第3話
自宅に到着し頂いたカバンもしっかりと持って帰る。
今後もお付き合いがあるかも知れない社長さんに頂いた物をすぐに確認した後、お礼の電話を入れなければならない。
自分の事もそこそこにカバンを開ける。
そこにはアマテラスが体を小さく折り畳まれて入っていた。
俺は驚いて言葉も出ない。
アマテラスは体をゆっくりと起こしてカバンから出てきた。
しかし、俺と目が合うと、ゆっくりとカバンの中へと戻ろうとする。
俺が腕を掴んで引き留める。
アマテラスの腕はウエットスーツ越しでもかなり熱を帯びているのが分かった。
このままカバンの中に戻ったら、中の女性が熱中症で倒れてしまうと思った俺はゆっくりとカバンから引き出した。
アマテラスは言葉を発せず、その場に正座する。
そして俺に紙とボールペンを要求した。
俺が手渡すと何か書き始めた。
【雑巾貸してください】
何をするのか分からないが用意した。
すると、彼女は雑巾でブーツの底を拭き始めた。
“だから、正座していたのか、うちの部屋の中を汚さない為に“
ブーツの底を拭き終わると、立ち上がり一礼して雑巾を手渡された。
俺が雑巾を受け取り、片付けて戻ってくるとまた書かれていた。
【お誕生日おめでとう!あなたの願いを私に可能な事に限り一つ叶えます】と。
いきなり、なんでも叶えますと言われてもすぐに願いは思いつかない。
その前になんで俺の誕生日を知っているんだ?
そっちに疑問を抱き始めた。
“それは置いといて、なんでもいいのかなぁ?“
目の前には全身がシルバーと赤とピンクで見事なボディーラインが強調された巨大ヒロインがいる。
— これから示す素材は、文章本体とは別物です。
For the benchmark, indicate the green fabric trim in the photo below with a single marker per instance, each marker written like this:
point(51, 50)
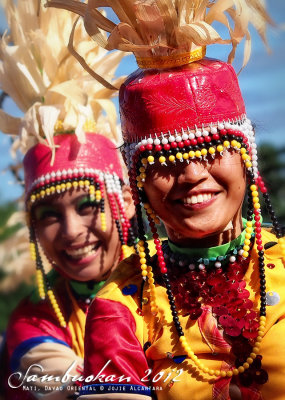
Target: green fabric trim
point(211, 252)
“抱きついて押し倒したい、もしくは大きなおっぱいを揉みしだきたい“
というのが本音だが、そんな事をお願いしたら軽蔑されて、そのまま帰ってしまいそうに思って願いを口に出来なかった。
その時、俺のお腹が鳴った。
『ぐぅぅぅ』
アマテラスはウンと頷くと台所へと向かい、エプロンを取り出して、手際よく調理を始めた。
程なくして、食事は完成。
冷蔵庫内の食材を使ってチャチャと野菜炒めを作ってしまった。
あとは、炊飯器に残っていたご飯とインスタントみそ汁を俺の茶碗と器に盛られて出てきた。
お腹が空いていた俺は早速頂く。
「いただきます!」
アマテラスは俺の前に座り、頬杖をして俺の食事を見守っている。
「すっごく、美味しい、ありがとう!」
俺の言葉に少し恥ずかしそうな仕草を見せる。
俺の願いは叶えたので、アマテラスは帰ってしまうかと思ったが、帰る事なく先ほどのメモを見せてきた。